Note that we actually first figured out the missing 7 characters in the goo.gl line by brute-forcing 4 and 3 characters on either side, so I’ve left in some of that as comments in case you want to try running it yourself. We need to know these 7 characters before we can determine the missing 10 characters in the next line. (it turned out to be goo.gl/hsy11d, which does indeed link to the same Wikipedia article the rest of the text is from)

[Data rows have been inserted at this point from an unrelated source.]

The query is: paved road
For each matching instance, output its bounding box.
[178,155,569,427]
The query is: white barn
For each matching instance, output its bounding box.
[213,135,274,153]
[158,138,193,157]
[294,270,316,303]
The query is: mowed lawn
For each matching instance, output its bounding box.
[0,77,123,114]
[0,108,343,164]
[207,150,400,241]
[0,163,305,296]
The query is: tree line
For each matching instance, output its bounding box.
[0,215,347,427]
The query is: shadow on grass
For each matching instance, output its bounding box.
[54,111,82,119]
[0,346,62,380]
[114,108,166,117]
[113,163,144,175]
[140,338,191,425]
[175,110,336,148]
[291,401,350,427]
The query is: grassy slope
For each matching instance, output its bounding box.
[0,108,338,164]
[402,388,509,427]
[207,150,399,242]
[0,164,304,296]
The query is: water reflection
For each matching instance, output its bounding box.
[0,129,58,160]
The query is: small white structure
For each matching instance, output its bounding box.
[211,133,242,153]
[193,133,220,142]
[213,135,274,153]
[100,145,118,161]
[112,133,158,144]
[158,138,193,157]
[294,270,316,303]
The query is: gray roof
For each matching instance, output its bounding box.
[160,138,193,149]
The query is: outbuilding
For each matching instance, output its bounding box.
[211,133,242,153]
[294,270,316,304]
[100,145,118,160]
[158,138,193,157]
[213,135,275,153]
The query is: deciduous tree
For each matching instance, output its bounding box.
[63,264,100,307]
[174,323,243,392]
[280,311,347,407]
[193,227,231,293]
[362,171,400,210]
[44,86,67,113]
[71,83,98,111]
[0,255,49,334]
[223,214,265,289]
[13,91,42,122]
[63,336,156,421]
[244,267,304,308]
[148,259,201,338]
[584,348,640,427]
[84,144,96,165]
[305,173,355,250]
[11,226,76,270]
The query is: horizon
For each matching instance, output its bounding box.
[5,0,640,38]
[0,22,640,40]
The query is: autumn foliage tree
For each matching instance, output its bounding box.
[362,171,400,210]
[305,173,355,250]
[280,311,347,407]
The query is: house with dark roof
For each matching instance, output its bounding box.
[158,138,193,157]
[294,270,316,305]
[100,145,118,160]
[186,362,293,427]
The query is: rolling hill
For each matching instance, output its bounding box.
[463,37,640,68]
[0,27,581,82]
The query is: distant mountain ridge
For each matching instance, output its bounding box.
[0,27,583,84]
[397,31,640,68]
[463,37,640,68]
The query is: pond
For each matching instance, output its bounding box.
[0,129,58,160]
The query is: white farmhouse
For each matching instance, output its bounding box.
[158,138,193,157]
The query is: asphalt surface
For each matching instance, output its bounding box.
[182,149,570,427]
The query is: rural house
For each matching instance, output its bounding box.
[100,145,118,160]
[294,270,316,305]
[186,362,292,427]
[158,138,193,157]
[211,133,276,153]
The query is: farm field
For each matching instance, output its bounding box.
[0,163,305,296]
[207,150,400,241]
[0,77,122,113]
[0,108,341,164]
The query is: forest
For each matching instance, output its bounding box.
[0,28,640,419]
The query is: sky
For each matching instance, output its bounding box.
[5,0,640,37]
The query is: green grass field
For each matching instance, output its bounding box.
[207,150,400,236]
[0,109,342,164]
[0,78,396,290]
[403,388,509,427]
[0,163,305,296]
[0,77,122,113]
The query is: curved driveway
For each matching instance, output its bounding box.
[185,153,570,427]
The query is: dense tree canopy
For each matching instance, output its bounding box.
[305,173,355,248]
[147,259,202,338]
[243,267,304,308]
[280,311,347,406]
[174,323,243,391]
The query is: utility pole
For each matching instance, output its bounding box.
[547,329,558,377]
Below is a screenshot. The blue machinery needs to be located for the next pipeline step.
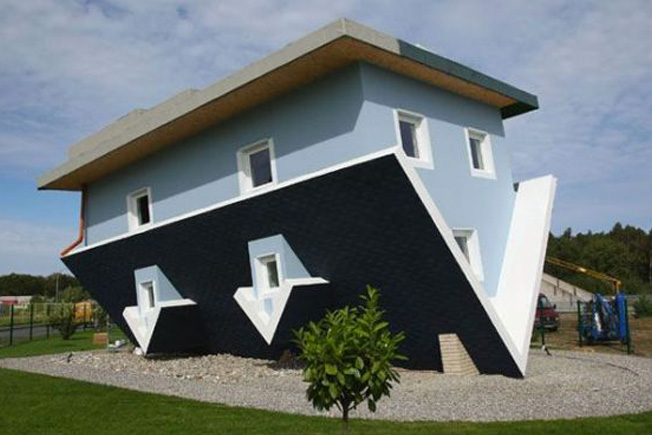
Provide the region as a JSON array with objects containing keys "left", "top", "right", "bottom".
[{"left": 577, "top": 292, "right": 632, "bottom": 354}]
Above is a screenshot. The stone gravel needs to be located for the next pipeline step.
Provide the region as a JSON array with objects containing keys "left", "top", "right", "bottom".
[{"left": 0, "top": 350, "right": 652, "bottom": 421}]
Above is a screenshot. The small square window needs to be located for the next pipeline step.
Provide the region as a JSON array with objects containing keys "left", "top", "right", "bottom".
[
  {"left": 394, "top": 110, "right": 432, "bottom": 169},
  {"left": 398, "top": 119, "right": 419, "bottom": 159},
  {"left": 453, "top": 229, "right": 484, "bottom": 281},
  {"left": 140, "top": 281, "right": 156, "bottom": 309},
  {"left": 455, "top": 235, "right": 471, "bottom": 261},
  {"left": 257, "top": 255, "right": 280, "bottom": 290},
  {"left": 466, "top": 129, "right": 495, "bottom": 178},
  {"left": 127, "top": 188, "right": 152, "bottom": 230},
  {"left": 469, "top": 136, "right": 485, "bottom": 171},
  {"left": 238, "top": 140, "right": 275, "bottom": 191}
]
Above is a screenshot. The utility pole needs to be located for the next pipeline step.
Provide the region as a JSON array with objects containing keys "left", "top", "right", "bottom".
[{"left": 54, "top": 272, "right": 61, "bottom": 302}]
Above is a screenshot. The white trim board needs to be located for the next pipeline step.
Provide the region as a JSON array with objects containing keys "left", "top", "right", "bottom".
[
  {"left": 396, "top": 152, "right": 554, "bottom": 375},
  {"left": 233, "top": 278, "right": 328, "bottom": 344},
  {"left": 122, "top": 299, "right": 197, "bottom": 354},
  {"left": 491, "top": 175, "right": 557, "bottom": 374}
]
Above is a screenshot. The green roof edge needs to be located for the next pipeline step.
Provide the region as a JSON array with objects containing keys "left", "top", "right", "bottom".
[{"left": 398, "top": 39, "right": 539, "bottom": 119}]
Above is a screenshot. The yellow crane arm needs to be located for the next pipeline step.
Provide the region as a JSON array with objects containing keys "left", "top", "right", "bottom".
[{"left": 546, "top": 257, "right": 622, "bottom": 293}]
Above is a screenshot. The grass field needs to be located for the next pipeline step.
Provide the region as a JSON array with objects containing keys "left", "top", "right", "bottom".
[
  {"left": 0, "top": 369, "right": 652, "bottom": 435},
  {"left": 0, "top": 322, "right": 652, "bottom": 435},
  {"left": 0, "top": 331, "right": 104, "bottom": 360}
]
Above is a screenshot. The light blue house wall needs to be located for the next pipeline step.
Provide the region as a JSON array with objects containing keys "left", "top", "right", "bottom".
[
  {"left": 86, "top": 64, "right": 514, "bottom": 294},
  {"left": 361, "top": 65, "right": 516, "bottom": 295}
]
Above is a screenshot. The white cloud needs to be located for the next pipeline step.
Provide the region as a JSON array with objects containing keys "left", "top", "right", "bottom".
[{"left": 0, "top": 219, "right": 75, "bottom": 275}]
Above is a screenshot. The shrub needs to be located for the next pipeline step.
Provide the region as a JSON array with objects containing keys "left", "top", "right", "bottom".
[
  {"left": 632, "top": 295, "right": 652, "bottom": 317},
  {"left": 48, "top": 304, "right": 79, "bottom": 340},
  {"left": 295, "top": 286, "right": 407, "bottom": 422}
]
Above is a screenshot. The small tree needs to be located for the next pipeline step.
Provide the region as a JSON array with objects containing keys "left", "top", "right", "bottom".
[
  {"left": 295, "top": 286, "right": 407, "bottom": 422},
  {"left": 48, "top": 304, "right": 79, "bottom": 340}
]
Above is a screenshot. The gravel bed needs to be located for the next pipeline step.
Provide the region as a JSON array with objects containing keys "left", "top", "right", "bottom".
[{"left": 0, "top": 350, "right": 652, "bottom": 421}]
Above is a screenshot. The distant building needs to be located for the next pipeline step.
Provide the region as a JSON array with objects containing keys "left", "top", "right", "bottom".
[
  {"left": 0, "top": 296, "right": 33, "bottom": 307},
  {"left": 38, "top": 20, "right": 555, "bottom": 377}
]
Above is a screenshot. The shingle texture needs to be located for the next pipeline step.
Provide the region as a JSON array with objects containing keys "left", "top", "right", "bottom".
[{"left": 64, "top": 155, "right": 521, "bottom": 377}]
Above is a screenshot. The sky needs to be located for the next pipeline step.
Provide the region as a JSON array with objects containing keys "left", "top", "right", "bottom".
[{"left": 0, "top": 0, "right": 652, "bottom": 274}]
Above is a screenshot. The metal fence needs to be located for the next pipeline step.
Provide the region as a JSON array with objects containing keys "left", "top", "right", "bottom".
[{"left": 0, "top": 301, "right": 113, "bottom": 346}]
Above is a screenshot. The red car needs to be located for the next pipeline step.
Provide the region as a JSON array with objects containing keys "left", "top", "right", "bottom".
[{"left": 534, "top": 293, "right": 559, "bottom": 331}]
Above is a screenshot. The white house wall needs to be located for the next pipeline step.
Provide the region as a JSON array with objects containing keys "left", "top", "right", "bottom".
[
  {"left": 362, "top": 65, "right": 515, "bottom": 295},
  {"left": 86, "top": 64, "right": 515, "bottom": 295}
]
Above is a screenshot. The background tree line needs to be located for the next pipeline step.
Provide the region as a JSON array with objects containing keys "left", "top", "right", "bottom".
[
  {"left": 0, "top": 273, "right": 90, "bottom": 302},
  {"left": 545, "top": 222, "right": 652, "bottom": 293},
  {"left": 5, "top": 222, "right": 652, "bottom": 302}
]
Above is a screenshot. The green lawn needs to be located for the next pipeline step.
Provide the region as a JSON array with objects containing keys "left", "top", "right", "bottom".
[
  {"left": 0, "top": 331, "right": 104, "bottom": 360},
  {"left": 0, "top": 369, "right": 652, "bottom": 435},
  {"left": 0, "top": 338, "right": 652, "bottom": 435}
]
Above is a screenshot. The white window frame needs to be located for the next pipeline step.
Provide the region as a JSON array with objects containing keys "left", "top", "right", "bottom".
[
  {"left": 255, "top": 252, "right": 283, "bottom": 294},
  {"left": 453, "top": 228, "right": 484, "bottom": 281},
  {"left": 127, "top": 187, "right": 154, "bottom": 231},
  {"left": 138, "top": 279, "right": 158, "bottom": 312},
  {"left": 394, "top": 109, "right": 434, "bottom": 169},
  {"left": 237, "top": 138, "right": 278, "bottom": 194},
  {"left": 464, "top": 127, "right": 496, "bottom": 179}
]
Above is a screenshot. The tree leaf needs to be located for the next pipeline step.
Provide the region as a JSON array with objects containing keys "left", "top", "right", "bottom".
[{"left": 324, "top": 364, "right": 337, "bottom": 375}]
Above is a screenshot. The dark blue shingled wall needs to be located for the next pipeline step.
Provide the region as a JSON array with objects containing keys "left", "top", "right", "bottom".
[{"left": 64, "top": 155, "right": 521, "bottom": 377}]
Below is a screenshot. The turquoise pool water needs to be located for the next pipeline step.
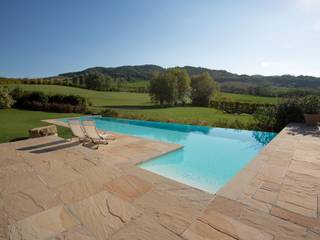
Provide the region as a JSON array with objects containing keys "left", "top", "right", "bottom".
[{"left": 62, "top": 117, "right": 276, "bottom": 193}]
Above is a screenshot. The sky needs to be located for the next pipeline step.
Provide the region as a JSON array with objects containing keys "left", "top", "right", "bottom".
[{"left": 0, "top": 0, "right": 320, "bottom": 77}]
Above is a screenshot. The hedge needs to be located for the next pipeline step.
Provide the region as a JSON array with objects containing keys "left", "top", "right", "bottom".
[{"left": 209, "top": 100, "right": 273, "bottom": 114}]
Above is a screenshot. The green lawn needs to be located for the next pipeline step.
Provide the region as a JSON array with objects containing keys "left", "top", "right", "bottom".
[
  {"left": 8, "top": 84, "right": 151, "bottom": 109},
  {"left": 0, "top": 109, "right": 78, "bottom": 143},
  {"left": 216, "top": 92, "right": 279, "bottom": 104},
  {"left": 116, "top": 107, "right": 253, "bottom": 127},
  {"left": 0, "top": 85, "right": 277, "bottom": 142},
  {"left": 8, "top": 84, "right": 278, "bottom": 109}
]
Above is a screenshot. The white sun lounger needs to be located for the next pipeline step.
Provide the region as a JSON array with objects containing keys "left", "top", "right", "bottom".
[
  {"left": 68, "top": 119, "right": 88, "bottom": 142},
  {"left": 82, "top": 120, "right": 110, "bottom": 145}
]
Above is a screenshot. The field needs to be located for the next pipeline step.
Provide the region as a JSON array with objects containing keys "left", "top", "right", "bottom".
[
  {"left": 0, "top": 109, "right": 78, "bottom": 143},
  {"left": 8, "top": 84, "right": 278, "bottom": 108},
  {"left": 0, "top": 84, "right": 277, "bottom": 142}
]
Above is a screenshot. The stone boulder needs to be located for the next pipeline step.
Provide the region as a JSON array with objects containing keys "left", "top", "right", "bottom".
[{"left": 29, "top": 125, "right": 58, "bottom": 138}]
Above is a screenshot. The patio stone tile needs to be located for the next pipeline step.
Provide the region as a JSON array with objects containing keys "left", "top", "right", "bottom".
[
  {"left": 240, "top": 208, "right": 306, "bottom": 240},
  {"left": 289, "top": 161, "right": 320, "bottom": 178},
  {"left": 305, "top": 232, "right": 320, "bottom": 240},
  {"left": 55, "top": 178, "right": 102, "bottom": 204},
  {"left": 283, "top": 171, "right": 320, "bottom": 195},
  {"left": 133, "top": 190, "right": 203, "bottom": 234},
  {"left": 105, "top": 175, "right": 152, "bottom": 202},
  {"left": 238, "top": 194, "right": 271, "bottom": 213},
  {"left": 110, "top": 216, "right": 182, "bottom": 240},
  {"left": 293, "top": 150, "right": 320, "bottom": 164},
  {"left": 1, "top": 184, "right": 61, "bottom": 221},
  {"left": 0, "top": 209, "right": 10, "bottom": 240},
  {"left": 0, "top": 163, "right": 43, "bottom": 194},
  {"left": 9, "top": 206, "right": 78, "bottom": 240},
  {"left": 68, "top": 191, "right": 141, "bottom": 240},
  {"left": 276, "top": 184, "right": 318, "bottom": 217},
  {"left": 253, "top": 188, "right": 278, "bottom": 204},
  {"left": 48, "top": 225, "right": 95, "bottom": 240},
  {"left": 38, "top": 167, "right": 81, "bottom": 188},
  {"left": 198, "top": 209, "right": 273, "bottom": 240},
  {"left": 182, "top": 220, "right": 236, "bottom": 240},
  {"left": 271, "top": 206, "right": 320, "bottom": 234},
  {"left": 203, "top": 196, "right": 243, "bottom": 219},
  {"left": 81, "top": 164, "right": 124, "bottom": 186}
]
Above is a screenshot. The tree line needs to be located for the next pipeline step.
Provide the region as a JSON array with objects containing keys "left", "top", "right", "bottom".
[{"left": 149, "top": 68, "right": 219, "bottom": 106}]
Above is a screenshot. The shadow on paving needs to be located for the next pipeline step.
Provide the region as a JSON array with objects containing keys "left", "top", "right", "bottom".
[
  {"left": 30, "top": 141, "right": 81, "bottom": 154},
  {"left": 288, "top": 124, "right": 320, "bottom": 137},
  {"left": 17, "top": 140, "right": 67, "bottom": 151}
]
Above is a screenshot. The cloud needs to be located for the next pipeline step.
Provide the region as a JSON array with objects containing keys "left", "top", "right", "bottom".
[
  {"left": 260, "top": 61, "right": 271, "bottom": 68},
  {"left": 312, "top": 21, "right": 320, "bottom": 33},
  {"left": 293, "top": 0, "right": 320, "bottom": 11}
]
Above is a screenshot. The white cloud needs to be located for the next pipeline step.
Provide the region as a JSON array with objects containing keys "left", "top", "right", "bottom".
[
  {"left": 260, "top": 61, "right": 271, "bottom": 68},
  {"left": 312, "top": 21, "right": 320, "bottom": 33},
  {"left": 294, "top": 0, "right": 320, "bottom": 11}
]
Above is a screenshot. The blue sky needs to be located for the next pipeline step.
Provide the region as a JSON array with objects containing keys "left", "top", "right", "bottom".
[{"left": 0, "top": 0, "right": 320, "bottom": 77}]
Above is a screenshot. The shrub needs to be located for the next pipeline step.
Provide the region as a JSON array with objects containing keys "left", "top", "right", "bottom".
[
  {"left": 191, "top": 72, "right": 218, "bottom": 106},
  {"left": 209, "top": 100, "right": 271, "bottom": 114},
  {"left": 100, "top": 108, "right": 119, "bottom": 117},
  {"left": 12, "top": 90, "right": 87, "bottom": 113},
  {"left": 302, "top": 95, "right": 320, "bottom": 114},
  {"left": 254, "top": 98, "right": 304, "bottom": 131},
  {"left": 0, "top": 87, "right": 14, "bottom": 108}
]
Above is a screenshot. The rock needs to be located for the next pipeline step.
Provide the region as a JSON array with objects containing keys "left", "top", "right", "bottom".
[{"left": 29, "top": 125, "right": 58, "bottom": 138}]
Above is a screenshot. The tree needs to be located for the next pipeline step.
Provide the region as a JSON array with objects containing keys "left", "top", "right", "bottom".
[
  {"left": 191, "top": 72, "right": 219, "bottom": 106},
  {"left": 149, "top": 68, "right": 190, "bottom": 105},
  {"left": 149, "top": 71, "right": 177, "bottom": 105},
  {"left": 0, "top": 87, "right": 14, "bottom": 108},
  {"left": 84, "top": 72, "right": 112, "bottom": 90},
  {"left": 169, "top": 68, "right": 191, "bottom": 104}
]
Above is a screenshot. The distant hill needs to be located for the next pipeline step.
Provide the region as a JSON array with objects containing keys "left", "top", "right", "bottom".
[{"left": 59, "top": 65, "right": 320, "bottom": 91}]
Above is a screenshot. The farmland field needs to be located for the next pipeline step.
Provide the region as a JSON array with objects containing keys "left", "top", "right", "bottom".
[{"left": 3, "top": 84, "right": 278, "bottom": 108}]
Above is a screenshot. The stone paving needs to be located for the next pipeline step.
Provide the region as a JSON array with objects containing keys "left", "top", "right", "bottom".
[{"left": 0, "top": 124, "right": 320, "bottom": 240}]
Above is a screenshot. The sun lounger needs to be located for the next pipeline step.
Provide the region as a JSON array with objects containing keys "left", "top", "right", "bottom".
[
  {"left": 68, "top": 119, "right": 88, "bottom": 142},
  {"left": 82, "top": 120, "right": 108, "bottom": 145}
]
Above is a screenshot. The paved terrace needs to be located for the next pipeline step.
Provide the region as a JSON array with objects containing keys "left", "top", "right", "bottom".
[{"left": 0, "top": 125, "right": 320, "bottom": 240}]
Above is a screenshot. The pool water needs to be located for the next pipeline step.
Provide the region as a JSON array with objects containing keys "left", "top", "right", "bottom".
[{"left": 62, "top": 117, "right": 276, "bottom": 193}]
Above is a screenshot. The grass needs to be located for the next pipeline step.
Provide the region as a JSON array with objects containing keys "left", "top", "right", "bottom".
[
  {"left": 215, "top": 92, "right": 279, "bottom": 104},
  {"left": 0, "top": 84, "right": 277, "bottom": 143},
  {"left": 0, "top": 109, "right": 78, "bottom": 143},
  {"left": 8, "top": 84, "right": 151, "bottom": 110},
  {"left": 8, "top": 84, "right": 278, "bottom": 109},
  {"left": 117, "top": 107, "right": 253, "bottom": 128}
]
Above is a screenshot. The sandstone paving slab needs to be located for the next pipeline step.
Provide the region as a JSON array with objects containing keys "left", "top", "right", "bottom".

We also had a bit of trouble running this script at first because our laptop only had 8 GB of RAM and storing a billion 64-bit integers needs a little more than that. Luckily, we had a teammate with access to a machine with around 100 gigs, so we were able to run it on that. It ended up taking a very reasonable ~10 minutes, and did indeed print out the 10 missing characters we needed to complete the flag, which was CTF{dZXicOXLaMumrTPIUTYMI}.

A few final notes:

• We spent a really, really long time on this challenge (two of us worked on it for ~14 hours total, and several more for a few hours). While it was frustrating at times, especially when we realized we had to learn about ARM, in the end it was a very satisfying and interesting challenge and I’m glad I worked on it.
• We had many issues while writing the above C++ script, including many silly things like mistranscribing some checksums. It helped a lot that we were already provided many examples of rows with checksums that we could use to debug our code.